I spent the better part of Sunday afternoon watching the men's Wimbledon singles final. My lord, what time well spent. (Unless you ask my wife.)
I'm not a tennis fan, and I don't even consider myself a casual tennis fan in these lean days. (Beyond the duo involved in Sunday's final, men's tennis is a joke. And please don't talk to be about Andy Roddick because that ship has sailed.)
However, the rivalry between Roger Federer and Rafael Nadal is becoming one of the best individual rivalries in sports these days. Basketball doesn't have a Larry/Magic dynamic. Tiger has no rival in golf. Boxing has become a joke in general.
But provided Federer is not in decline (at 26, he could be in tennis), this could be the most compelling one-on-one rivalry sports fans have to watch for the next several years.
As someone who isn't a tennis guy, I have no place putting a number on this, but Sunday had to be one of the top five Grand Slam finals of all time.
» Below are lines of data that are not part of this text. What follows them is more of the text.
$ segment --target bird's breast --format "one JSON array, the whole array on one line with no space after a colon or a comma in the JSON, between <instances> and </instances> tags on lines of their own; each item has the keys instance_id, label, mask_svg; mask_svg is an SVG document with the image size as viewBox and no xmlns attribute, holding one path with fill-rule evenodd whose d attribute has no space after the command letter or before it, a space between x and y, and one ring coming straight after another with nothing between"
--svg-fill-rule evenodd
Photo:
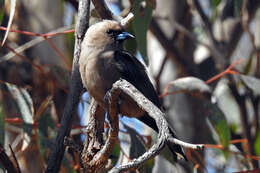
<instances>
[{"instance_id":1,"label":"bird's breast","mask_svg":"<svg viewBox=\"0 0 260 173\"><path fill-rule=\"evenodd\" d=\"M105 105L105 94L112 88L113 83L120 78L113 57L104 58L102 55L97 55L95 58L89 58L85 71L87 78L85 85L88 92L101 105Z\"/></svg>"},{"instance_id":2,"label":"bird's breast","mask_svg":"<svg viewBox=\"0 0 260 173\"><path fill-rule=\"evenodd\" d=\"M104 108L105 94L112 85L122 78L113 52L88 56L84 63L80 63L81 77L89 94ZM120 113L130 117L140 117L143 110L127 94L120 94Z\"/></svg>"}]
</instances>

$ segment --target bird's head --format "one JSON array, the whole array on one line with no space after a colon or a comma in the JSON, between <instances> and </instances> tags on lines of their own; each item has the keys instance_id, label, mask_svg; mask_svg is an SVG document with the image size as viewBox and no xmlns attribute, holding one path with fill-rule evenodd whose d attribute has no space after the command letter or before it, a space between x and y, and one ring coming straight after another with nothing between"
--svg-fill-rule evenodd
<instances>
[{"instance_id":1,"label":"bird's head","mask_svg":"<svg viewBox=\"0 0 260 173\"><path fill-rule=\"evenodd\" d=\"M122 47L123 41L128 38L134 36L125 32L119 22L103 20L89 27L84 41L88 46L115 48Z\"/></svg>"}]
</instances>

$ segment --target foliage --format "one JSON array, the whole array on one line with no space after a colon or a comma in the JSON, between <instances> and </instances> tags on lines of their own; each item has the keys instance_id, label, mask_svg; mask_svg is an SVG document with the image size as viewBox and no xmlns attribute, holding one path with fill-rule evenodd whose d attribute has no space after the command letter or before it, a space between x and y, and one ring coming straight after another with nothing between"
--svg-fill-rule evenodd
<instances>
[{"instance_id":1,"label":"foliage","mask_svg":"<svg viewBox=\"0 0 260 173\"><path fill-rule=\"evenodd\" d=\"M260 30L251 27L251 24L259 21L255 15L256 10L259 11L259 0L193 0L192 3L182 1L178 7L176 4L180 1L176 4L173 1L178 2L165 0L156 4L155 0L130 0L124 3L118 0L108 3L111 9L134 13L135 18L128 32L133 33L136 40L127 42L126 49L138 55L138 58L141 55L145 64L159 69L153 73L156 88L159 93L162 92L160 98L163 107L170 114L169 122L176 127L178 137L203 143L206 147L202 152L185 149L189 162L181 164L169 159L169 151L164 150L161 156L169 162L152 159L137 172L151 172L156 167L157 171L173 168L179 172L204 172L204 169L208 172L256 172L260 160L260 49L256 36ZM204 2L206 5L201 5L200 10L195 2L199 2L199 5ZM29 23L25 27L21 23L34 20L15 15L28 10L21 9L24 5L21 3L12 0L8 4L0 0L0 24L7 25L0 27L1 43L4 44L6 40L0 48L0 143L4 146L10 143L22 172L30 173L43 170L57 136L68 94L68 74L71 71L75 39L74 30L39 34L42 31L31 30L33 27ZM162 10L166 8L161 7L162 3L168 3L174 10L167 9L170 14L166 14L167 10ZM60 6L68 4L72 5L71 8L78 5L76 1L64 0ZM64 13L68 12L66 9ZM64 14L60 12L59 15ZM96 22L97 16L95 14L90 18L91 24ZM150 25L151 21L153 25ZM45 20L36 22L49 25ZM231 30L231 25L234 30ZM169 36L172 32L172 36ZM55 41L55 38L62 36L65 39ZM28 45L31 38L38 41L34 40ZM148 40L151 44L148 44ZM47 46L40 45L42 41ZM159 46L154 46L155 43L159 43ZM37 49L39 47L47 47L48 51L42 52ZM206 49L206 55L201 53L201 47ZM45 64L38 58L38 55L48 56L50 52L58 57L58 63ZM199 52L200 62L196 61L195 52ZM238 60L240 58L244 61ZM67 65L63 66L60 62ZM205 76L210 76L210 79L205 81ZM183 98L186 101L182 101ZM81 129L85 127L88 98L82 98L81 103L83 106L78 114L83 116L75 116L70 133L75 146L79 148L84 145ZM181 121L187 117L186 114L188 118ZM105 127L105 130L108 128ZM151 147L154 134L148 132L148 128L136 120L122 120L120 137L111 155L112 164L125 164ZM69 146L66 151L61 172L80 172L81 157L78 151L72 149L75 146ZM8 148L5 150L9 151ZM26 157L28 153L36 156ZM26 164L23 160L26 160ZM167 166L161 166L161 163ZM2 163L0 165L2 169L4 166ZM29 170L31 166L37 167L37 171Z\"/></svg>"}]
</instances>

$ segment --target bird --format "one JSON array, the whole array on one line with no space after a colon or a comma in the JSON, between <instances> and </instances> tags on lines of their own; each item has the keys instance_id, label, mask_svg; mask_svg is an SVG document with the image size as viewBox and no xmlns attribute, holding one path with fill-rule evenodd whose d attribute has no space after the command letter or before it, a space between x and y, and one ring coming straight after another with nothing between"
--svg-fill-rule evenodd
<instances>
[{"instance_id":1,"label":"bird","mask_svg":"<svg viewBox=\"0 0 260 173\"><path fill-rule=\"evenodd\" d=\"M126 32L119 22L103 20L89 27L81 45L79 58L79 71L82 83L89 95L107 110L106 94L112 85L119 79L131 83L155 106L162 110L158 94L148 76L145 65L135 56L124 50L123 43L134 38ZM137 103L126 93L121 93L119 113L134 117L158 132L158 127ZM171 135L177 138L173 129L169 128ZM187 160L180 145L167 143L174 160L184 158Z\"/></svg>"}]
</instances>

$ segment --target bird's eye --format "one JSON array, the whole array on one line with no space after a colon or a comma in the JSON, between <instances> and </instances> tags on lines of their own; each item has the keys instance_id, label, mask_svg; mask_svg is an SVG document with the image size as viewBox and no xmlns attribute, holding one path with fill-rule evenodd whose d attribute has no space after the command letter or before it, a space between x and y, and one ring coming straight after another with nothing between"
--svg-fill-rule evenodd
<instances>
[{"instance_id":1,"label":"bird's eye","mask_svg":"<svg viewBox=\"0 0 260 173\"><path fill-rule=\"evenodd\" d=\"M115 37L117 36L118 34L120 34L122 31L120 30L113 30L113 29L109 29L107 30L107 34L111 37Z\"/></svg>"},{"instance_id":2,"label":"bird's eye","mask_svg":"<svg viewBox=\"0 0 260 173\"><path fill-rule=\"evenodd\" d=\"M113 34L113 30L112 29L107 30L107 34L108 35L112 35Z\"/></svg>"}]
</instances>

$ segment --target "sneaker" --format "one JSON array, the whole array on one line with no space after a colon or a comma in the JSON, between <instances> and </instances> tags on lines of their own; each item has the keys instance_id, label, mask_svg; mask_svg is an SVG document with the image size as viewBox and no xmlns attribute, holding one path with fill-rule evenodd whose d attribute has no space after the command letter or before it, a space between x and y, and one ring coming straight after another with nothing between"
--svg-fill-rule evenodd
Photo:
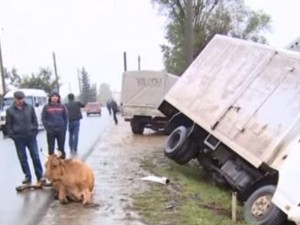
<instances>
[{"instance_id":1,"label":"sneaker","mask_svg":"<svg viewBox=\"0 0 300 225\"><path fill-rule=\"evenodd\" d=\"M29 178L25 178L23 181L22 181L22 184L31 184L31 180Z\"/></svg>"},{"instance_id":2,"label":"sneaker","mask_svg":"<svg viewBox=\"0 0 300 225\"><path fill-rule=\"evenodd\" d=\"M47 179L45 177L42 177L38 181L41 182L42 184L46 184L47 183Z\"/></svg>"},{"instance_id":3,"label":"sneaker","mask_svg":"<svg viewBox=\"0 0 300 225\"><path fill-rule=\"evenodd\" d=\"M42 177L41 179L39 179L37 182L36 182L36 186L38 187L42 187L43 185L45 185L47 183L47 179Z\"/></svg>"}]
</instances>

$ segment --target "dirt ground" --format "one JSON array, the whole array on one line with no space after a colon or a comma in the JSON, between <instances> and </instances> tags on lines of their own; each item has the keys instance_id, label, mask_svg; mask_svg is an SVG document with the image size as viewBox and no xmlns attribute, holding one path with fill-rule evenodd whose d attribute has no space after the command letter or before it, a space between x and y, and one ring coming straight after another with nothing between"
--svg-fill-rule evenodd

I'm just glad I decided to tune in.
I guess I shouldn't be surprised, though. If you look back on 2008 so far, you find some sweet goings on in major sports.
It all started in early February with the Super Bowl. Not only did we get to see the big, evil, 18-0 Pats knocked off, but we got to see the best fourth quarter in Super Bowl history.
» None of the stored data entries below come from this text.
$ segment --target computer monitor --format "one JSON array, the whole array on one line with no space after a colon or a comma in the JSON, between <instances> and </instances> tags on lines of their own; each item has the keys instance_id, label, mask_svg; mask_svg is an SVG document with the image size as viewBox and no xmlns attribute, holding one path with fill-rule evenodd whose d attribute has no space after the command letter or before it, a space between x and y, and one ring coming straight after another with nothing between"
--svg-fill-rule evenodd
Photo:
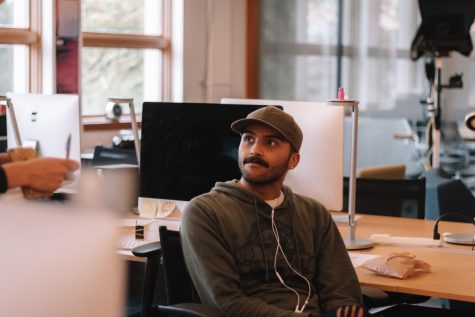
<instances>
[{"instance_id":1,"label":"computer monitor","mask_svg":"<svg viewBox=\"0 0 475 317\"><path fill-rule=\"evenodd\" d=\"M38 155L66 157L71 134L70 158L80 161L80 112L77 95L9 93L23 146L38 142ZM17 147L7 109L8 148Z\"/></svg>"},{"instance_id":2,"label":"computer monitor","mask_svg":"<svg viewBox=\"0 0 475 317\"><path fill-rule=\"evenodd\" d=\"M262 106L144 102L139 212L179 217L217 181L239 179L240 136L231 123Z\"/></svg>"},{"instance_id":3,"label":"computer monitor","mask_svg":"<svg viewBox=\"0 0 475 317\"><path fill-rule=\"evenodd\" d=\"M221 103L281 105L303 132L299 165L289 171L285 184L316 199L327 209L343 209L343 107L325 102L230 99Z\"/></svg>"},{"instance_id":4,"label":"computer monitor","mask_svg":"<svg viewBox=\"0 0 475 317\"><path fill-rule=\"evenodd\" d=\"M9 93L8 97L12 100L24 147L36 145L39 156L65 158L66 143L71 135L69 158L81 161L81 116L77 95ZM18 145L9 112L7 109L7 146L14 148ZM75 176L78 174L79 171Z\"/></svg>"}]
</instances>

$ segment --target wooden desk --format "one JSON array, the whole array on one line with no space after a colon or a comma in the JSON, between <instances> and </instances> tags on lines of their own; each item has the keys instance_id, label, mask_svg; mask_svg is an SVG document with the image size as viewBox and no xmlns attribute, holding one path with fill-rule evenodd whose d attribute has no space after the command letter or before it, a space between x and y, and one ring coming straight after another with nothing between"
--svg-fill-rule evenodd
<instances>
[{"instance_id":1,"label":"wooden desk","mask_svg":"<svg viewBox=\"0 0 475 317\"><path fill-rule=\"evenodd\" d=\"M135 220L134 220L135 221ZM162 221L160 221L162 222ZM175 225L179 221L175 220ZM158 229L158 223L155 223ZM363 215L358 221L356 235L369 237L373 233L392 236L426 237L433 235L435 221L385 216ZM166 225L166 224L165 224ZM337 223L341 234L348 235L346 223ZM439 222L439 232L474 232L473 225L456 222ZM130 230L127 234L132 234ZM147 235L146 235L147 238ZM362 268L356 268L361 285L385 291L436 296L447 299L475 302L475 252L469 246L449 243L441 247L411 247L404 245L376 245L372 249L352 251L367 254L386 254L391 252L410 252L420 260L432 266L431 273L417 273L415 276L400 280L383 277ZM144 261L130 251L119 251L123 259Z\"/></svg>"},{"instance_id":2,"label":"wooden desk","mask_svg":"<svg viewBox=\"0 0 475 317\"><path fill-rule=\"evenodd\" d=\"M373 233L392 236L426 237L433 235L435 221L363 215L358 221L356 236L369 237ZM338 223L344 237L347 225ZM439 222L439 232L474 232L473 225ZM355 251L352 251L355 252ZM400 280L383 277L362 268L356 268L361 285L385 291L436 296L447 299L475 302L475 252L470 246L442 243L440 247L414 247L404 245L376 245L372 249L356 251L366 254L410 252L432 266L431 273L416 273Z\"/></svg>"}]
</instances>

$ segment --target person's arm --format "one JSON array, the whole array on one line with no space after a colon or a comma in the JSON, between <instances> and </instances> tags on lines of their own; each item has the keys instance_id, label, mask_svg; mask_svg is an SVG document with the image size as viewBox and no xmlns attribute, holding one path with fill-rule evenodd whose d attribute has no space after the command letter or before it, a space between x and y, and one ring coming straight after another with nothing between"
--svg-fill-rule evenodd
<instances>
[{"instance_id":1,"label":"person's arm","mask_svg":"<svg viewBox=\"0 0 475 317\"><path fill-rule=\"evenodd\" d=\"M7 152L0 153L0 165L10 163L10 162L11 162L10 155Z\"/></svg>"},{"instance_id":2,"label":"person's arm","mask_svg":"<svg viewBox=\"0 0 475 317\"><path fill-rule=\"evenodd\" d=\"M6 192L8 189L7 176L5 170L0 166L0 193Z\"/></svg>"},{"instance_id":3,"label":"person's arm","mask_svg":"<svg viewBox=\"0 0 475 317\"><path fill-rule=\"evenodd\" d=\"M320 295L323 312L338 307L362 306L358 277L351 263L340 232L329 216L322 235L314 285Z\"/></svg>"},{"instance_id":4,"label":"person's arm","mask_svg":"<svg viewBox=\"0 0 475 317\"><path fill-rule=\"evenodd\" d=\"M183 254L200 299L233 317L308 317L246 296L240 289L235 259L226 248L214 219L196 201L182 218Z\"/></svg>"},{"instance_id":5,"label":"person's arm","mask_svg":"<svg viewBox=\"0 0 475 317\"><path fill-rule=\"evenodd\" d=\"M27 186L44 192L55 191L68 173L78 167L76 161L59 158L35 158L2 165L8 189Z\"/></svg>"}]
</instances>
I am a football guy and I am saying that with confidence.
Then came my favorite event of the year with the NCAA tournament. While I was deeply disappointed in all four No. 1 seeds making the Final Four, it made for a very competitive final weekend.
And what of the final game? Had any of us ever seen a team come from down nine with 2:12 to go in the championship game? Kansas gave us a comeback and overtime for the ages.
There was also the U.S. Open (the golf one). Who knew at the time that the mighty Tiger was limping around with injuries most of us wouldn't leave the house with? Even if he'd been only mildly injured, the tournament he and Rocco Mediate gave us was a truly memorable one.
The NBA finals ended up a bit anticlimactic, but at least it was the Celtics and Lakers. Did anyone else feel like it was 1986?
I guess what I'm trying to say is that 2008 has thus far been an awesome year for sports fans. I'm not sure if that means the rest of the year will be great or completely awful. The optimist in me is betting on the former, though.
I like to get down on the Olympics sometimes, but it should be pretty sweet. (Provided that Beijing's smog doesn't win every event.) Look for Michael Phelps to break the Mark Spitz record of seven gold medals. Spitz himself thinks it will happen, so who are any of us to argue?
Then we can look forward to a good World Series. Neither of my teams will make it, so I'm just looking for a seven-game affair between any two teams not from the Northeast. (Sorry Yanks and Sawx fans.)
Then we can top it off with a sweet football regular season in both the NFL and college, and the sports fan in me will be satisfied.